ISTANBUL (Reuters) -
Masked and armed demonstrators stand near a barricade as they clash with security forces during banned Nowruz celebrations, in Gazi district in Istanbul, Sunday, March 20, 2016. Nowruz, the Farsi-language word for " new year ", is an ancient Persian festival, celebrated on the first day of spring, March 21, in Central Asian republics, Iraq, Turkey, Afghanistan and Iran.(AP Photo/Cagdas Erdogan)
Masked and armed demonstrators stand near a barricade as they clash with security forces during banned Nowruz celebrations, in Gazi district in Istanbul, Sunday. (AP Photo/Cagdas Erdogan)

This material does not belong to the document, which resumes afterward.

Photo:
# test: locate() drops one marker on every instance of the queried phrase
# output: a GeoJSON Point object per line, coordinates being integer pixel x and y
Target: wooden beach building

Turkish newspapers carried front-page pictures on Monday of three more men believed to be planning suicide bomb attacks for the Islamic State terror group, after a suspected member of the terror group killed three Israelis and an Iranian in Istanbul.

The weekend attack on Istiklal Street, a long pedestrian avenue lined with international stores and foreign consulates, was already the fourth suicide bombing in Turkey in 2016. Two in Istanbul have been blamed on Islamic State, while the two others in the capital Ankara have been claimed by Kurdish terrorists.

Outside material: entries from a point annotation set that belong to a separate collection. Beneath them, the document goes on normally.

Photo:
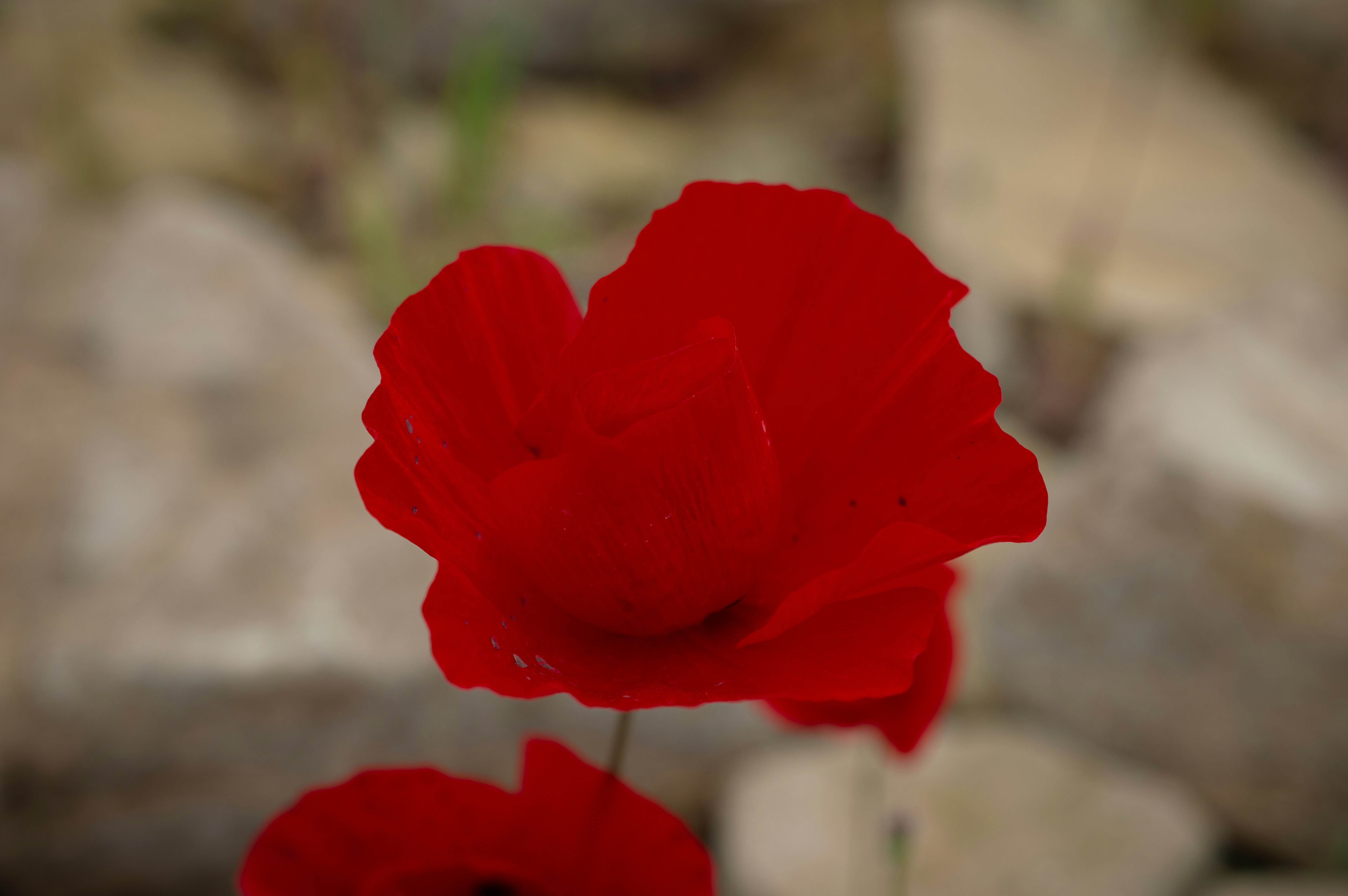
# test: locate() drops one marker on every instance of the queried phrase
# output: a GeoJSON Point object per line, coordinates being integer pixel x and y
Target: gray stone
{"type": "Point", "coordinates": [986, 808]}
{"type": "Point", "coordinates": [1187, 603]}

The attacks have underscored Turkey’s struggle to prevent spillover from the war in neighboring Syria and have raised questions at home and among NATO allies as to whether its security services are overstretched as they fight on two fronts.

At least half a dozen newspapers from across the political spectrum carried head-and-shoulders pictures of three suspected Islamic State members, saying they had been given instructions to carry out further attacks in crowded areas, primarily in Istanbul.

“All provincial police units have taken action to try to capture the three terrorists suspected of being Islamic State members planning sensational attacks,” the state-run Anadolu news agency said, citing unnamed security sources and describing them as part of an “active cell” in Turkey.

Turkey is part of a U.S.-led coalition against Islamic State in Syria and Iraq but is also battling Kurdish terrorists in its southeast, a conflict President Tayyip Erdogan sees as fueled by Kurdish militia gains in Syria.